InfiniBand: InfiniBand operates with very low operating system overhead and uses RDMA to move data around. It is used in low-latency use cases, such as trading floor systems.
NoF: NVMe over Fabrics is an emerging protocol using NVMe with PCIe, Ethernet or even InfiniBand. With similar RDMA performance, it's likely to replace older InfiniBand solutions.
There are a few other storage terms to know. First, some methods for finding and accessing a particular data item.
Object storage: A method of storing data objects in a flat indexing system, object storage has the advantage of unlimited scalability. It's the choice for unstructured big data applications and should replace file storage in the next few years.
Block I/O: This is the access method for the SAN. Block I/O data addressing simulates a huge drive, broken up into logical units, called LUNs. Access becomes unwieldy as the capacity increases.
File storage: Also called network-attached storage (SAN) or filer, this is an extension of the file systems inside a computer, where the file system resides on, and is processed by, the filer as opposed to block I/O, where the server processes the addressing scheme.
Universal storage: This is a combination of all three access methods, residing typically on an object store such as Ceph. This universality should be enough to make universal approaches a preferred choice when it comes to replacing the others.
Then there are also some common terms used to describe capabilities in storage devices.
RDMA: RDMA (Remote Direct Memory Access) is an interface mechanism for direct transfer between the main memories of two computers. This speeds up transfers and also significantly reduces the computer overhead for transactions. It can be applied to many storage protocols.
Compression: Most data can be compressed by factors averaging around 5X. This reduces the raw capacity to store data, though at a price in terms of complexity and performance. As technology speeds up processing, expect the approach to become ubiquitous.
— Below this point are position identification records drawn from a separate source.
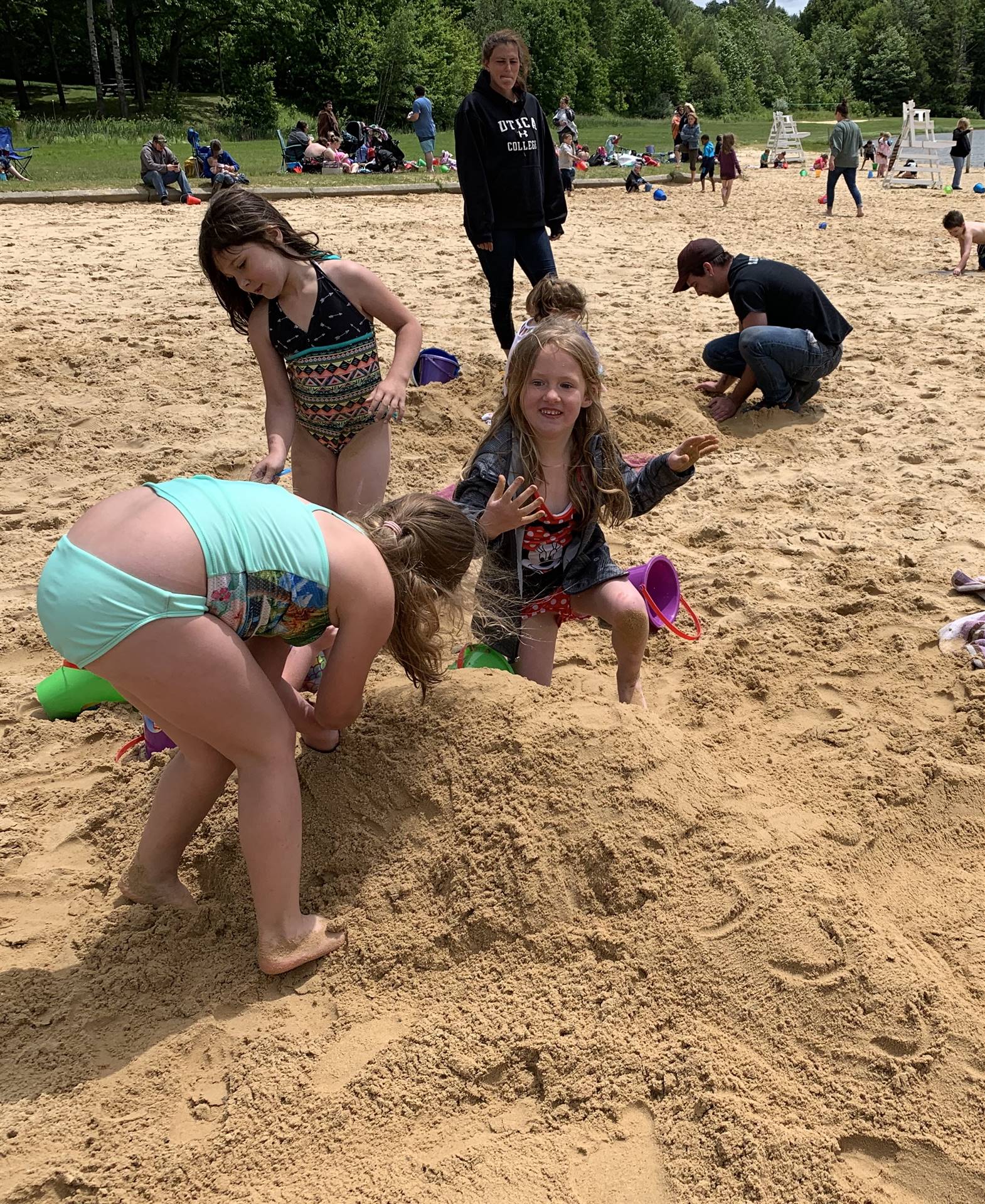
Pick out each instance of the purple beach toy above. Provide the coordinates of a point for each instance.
(660, 587)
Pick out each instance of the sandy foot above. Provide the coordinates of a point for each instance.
(287, 956)
(139, 888)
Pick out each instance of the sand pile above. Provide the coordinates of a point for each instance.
(728, 949)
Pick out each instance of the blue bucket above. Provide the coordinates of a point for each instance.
(435, 366)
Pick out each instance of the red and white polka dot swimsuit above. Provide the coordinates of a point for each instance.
(545, 543)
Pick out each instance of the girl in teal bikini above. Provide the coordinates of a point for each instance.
(205, 602)
(310, 319)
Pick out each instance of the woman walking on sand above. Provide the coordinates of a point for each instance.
(509, 177)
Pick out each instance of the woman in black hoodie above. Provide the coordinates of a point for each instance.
(509, 177)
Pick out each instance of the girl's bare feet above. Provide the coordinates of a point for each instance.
(140, 888)
(631, 692)
(280, 956)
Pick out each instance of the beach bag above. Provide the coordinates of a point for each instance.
(435, 366)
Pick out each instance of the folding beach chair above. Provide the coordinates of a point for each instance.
(283, 152)
(21, 156)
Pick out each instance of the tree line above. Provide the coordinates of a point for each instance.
(634, 57)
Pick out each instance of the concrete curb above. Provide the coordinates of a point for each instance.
(125, 196)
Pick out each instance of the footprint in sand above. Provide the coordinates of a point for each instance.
(630, 1172)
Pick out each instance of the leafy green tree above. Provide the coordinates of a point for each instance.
(888, 75)
(707, 87)
(647, 70)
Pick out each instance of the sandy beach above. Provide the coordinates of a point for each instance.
(728, 949)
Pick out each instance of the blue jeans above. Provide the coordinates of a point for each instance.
(161, 180)
(531, 251)
(833, 180)
(780, 358)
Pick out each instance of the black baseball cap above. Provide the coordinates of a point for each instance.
(694, 256)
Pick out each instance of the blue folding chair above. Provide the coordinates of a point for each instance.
(21, 156)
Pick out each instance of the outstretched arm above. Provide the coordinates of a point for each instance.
(373, 298)
(279, 418)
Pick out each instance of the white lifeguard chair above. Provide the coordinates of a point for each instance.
(785, 136)
(917, 152)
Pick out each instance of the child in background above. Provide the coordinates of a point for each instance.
(223, 166)
(553, 298)
(729, 166)
(883, 150)
(537, 485)
(969, 234)
(567, 161)
(635, 180)
(310, 318)
(690, 140)
(707, 162)
(868, 153)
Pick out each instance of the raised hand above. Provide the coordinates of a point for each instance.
(693, 450)
(509, 507)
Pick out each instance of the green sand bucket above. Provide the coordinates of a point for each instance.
(481, 657)
(67, 692)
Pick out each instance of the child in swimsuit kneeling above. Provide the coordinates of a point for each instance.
(310, 319)
(538, 485)
(210, 629)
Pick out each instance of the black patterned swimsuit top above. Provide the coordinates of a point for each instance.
(333, 366)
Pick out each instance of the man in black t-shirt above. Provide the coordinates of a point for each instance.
(791, 335)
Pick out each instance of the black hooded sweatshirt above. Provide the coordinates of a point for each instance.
(507, 166)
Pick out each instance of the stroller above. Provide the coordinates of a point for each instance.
(354, 141)
(387, 154)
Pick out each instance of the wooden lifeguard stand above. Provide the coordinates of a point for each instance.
(917, 144)
(785, 136)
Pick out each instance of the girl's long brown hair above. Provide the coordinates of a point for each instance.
(428, 544)
(237, 217)
(597, 492)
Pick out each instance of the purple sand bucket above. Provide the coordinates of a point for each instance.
(154, 738)
(435, 366)
(660, 587)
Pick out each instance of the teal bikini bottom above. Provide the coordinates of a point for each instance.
(87, 606)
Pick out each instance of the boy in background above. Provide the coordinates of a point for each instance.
(969, 234)
(707, 162)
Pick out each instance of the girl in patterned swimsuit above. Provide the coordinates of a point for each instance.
(547, 560)
(310, 319)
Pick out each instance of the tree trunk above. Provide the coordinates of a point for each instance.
(23, 99)
(117, 60)
(55, 61)
(174, 52)
(136, 65)
(94, 52)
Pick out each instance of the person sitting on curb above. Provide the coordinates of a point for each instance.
(791, 335)
(159, 167)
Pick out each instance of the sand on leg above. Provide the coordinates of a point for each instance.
(363, 470)
(538, 637)
(313, 470)
(182, 667)
(620, 606)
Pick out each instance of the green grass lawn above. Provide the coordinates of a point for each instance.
(104, 161)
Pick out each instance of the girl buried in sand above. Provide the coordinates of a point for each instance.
(538, 485)
(310, 318)
(204, 601)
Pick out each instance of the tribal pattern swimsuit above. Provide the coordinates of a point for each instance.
(333, 366)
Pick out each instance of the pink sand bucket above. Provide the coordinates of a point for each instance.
(660, 587)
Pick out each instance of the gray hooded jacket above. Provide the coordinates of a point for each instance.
(587, 559)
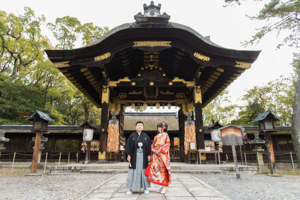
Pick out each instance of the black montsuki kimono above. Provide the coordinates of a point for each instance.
(132, 145)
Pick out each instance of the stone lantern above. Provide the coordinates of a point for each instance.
(40, 126)
(257, 142)
(88, 134)
(2, 140)
(43, 140)
(266, 126)
(231, 136)
(215, 134)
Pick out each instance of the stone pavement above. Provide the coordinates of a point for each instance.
(183, 186)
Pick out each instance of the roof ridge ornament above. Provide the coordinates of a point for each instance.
(152, 14)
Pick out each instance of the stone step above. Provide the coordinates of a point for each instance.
(116, 171)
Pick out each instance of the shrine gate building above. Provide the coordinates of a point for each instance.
(152, 62)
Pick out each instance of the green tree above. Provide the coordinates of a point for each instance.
(18, 101)
(283, 16)
(216, 110)
(277, 95)
(89, 31)
(21, 42)
(66, 30)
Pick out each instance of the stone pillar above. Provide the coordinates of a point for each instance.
(199, 120)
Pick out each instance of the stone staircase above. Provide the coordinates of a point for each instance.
(175, 168)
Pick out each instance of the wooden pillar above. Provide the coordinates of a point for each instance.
(104, 119)
(182, 117)
(199, 120)
(270, 148)
(36, 150)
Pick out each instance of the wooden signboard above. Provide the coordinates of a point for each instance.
(231, 135)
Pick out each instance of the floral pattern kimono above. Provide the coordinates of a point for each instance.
(160, 170)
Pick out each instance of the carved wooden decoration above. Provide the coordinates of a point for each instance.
(189, 135)
(113, 136)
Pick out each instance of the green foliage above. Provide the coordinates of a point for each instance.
(216, 110)
(21, 42)
(282, 16)
(89, 30)
(68, 29)
(277, 95)
(18, 101)
(65, 144)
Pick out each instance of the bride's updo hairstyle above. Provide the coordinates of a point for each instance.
(164, 126)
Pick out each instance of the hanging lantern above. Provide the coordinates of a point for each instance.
(169, 105)
(157, 105)
(215, 135)
(132, 106)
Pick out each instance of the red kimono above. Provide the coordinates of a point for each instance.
(160, 170)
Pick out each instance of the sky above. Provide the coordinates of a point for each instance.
(226, 26)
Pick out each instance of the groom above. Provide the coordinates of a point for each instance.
(138, 150)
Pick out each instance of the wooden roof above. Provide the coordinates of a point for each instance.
(152, 59)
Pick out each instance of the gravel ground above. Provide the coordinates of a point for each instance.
(70, 186)
(251, 186)
(16, 186)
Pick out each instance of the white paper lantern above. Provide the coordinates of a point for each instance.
(214, 134)
(88, 134)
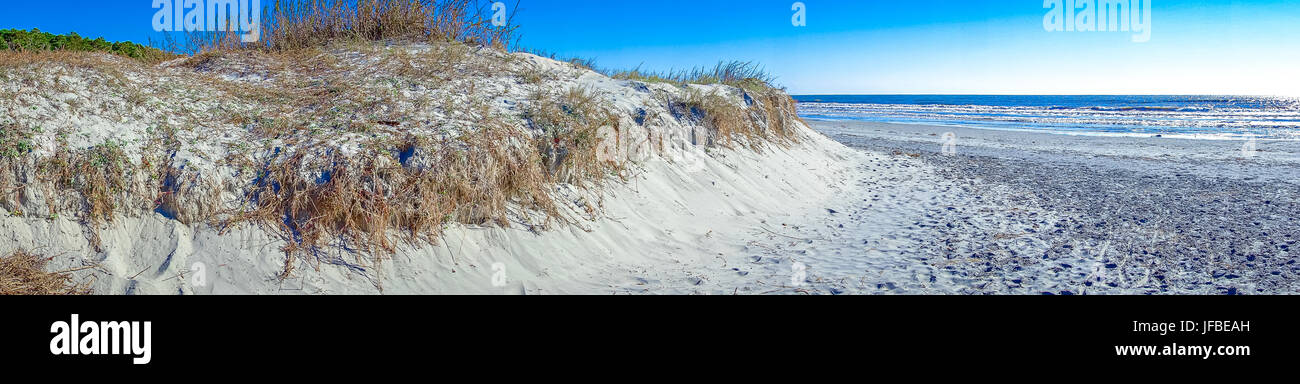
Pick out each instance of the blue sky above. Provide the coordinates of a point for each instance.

Deduplication: A similar process to compression, deduplication stores just a single reference set of any object, with pointers to the common object replacing the other copies in the system. This can save huge amounts of storage. An example is keeping one image for hundreds of desktops. It is sometimes confused with compression, and even major companies interchange the terms, but the process for deduplication is subtly different.
Encryption: Data needs to be protected when stored at rest. Source-based encryption is the only viable solution to meet most compliance requirements.
Indexing: A new concept in the storage market is coupling data searching and indexing with backup approaches. This technique uses the huge bandwidth available in backup systems to save cost and time in legal and medical record environments, for example.
SDS: Software-defined storage is a new concept that involves separating processing of storage data from the actual storage devices. This separation allows storage services to be virtualized and scaled as needed, increasing operational agility.
Today, the storage industry is changing faster than it ever has in the past, so expect there to be even more terminology to keep track of in the near future.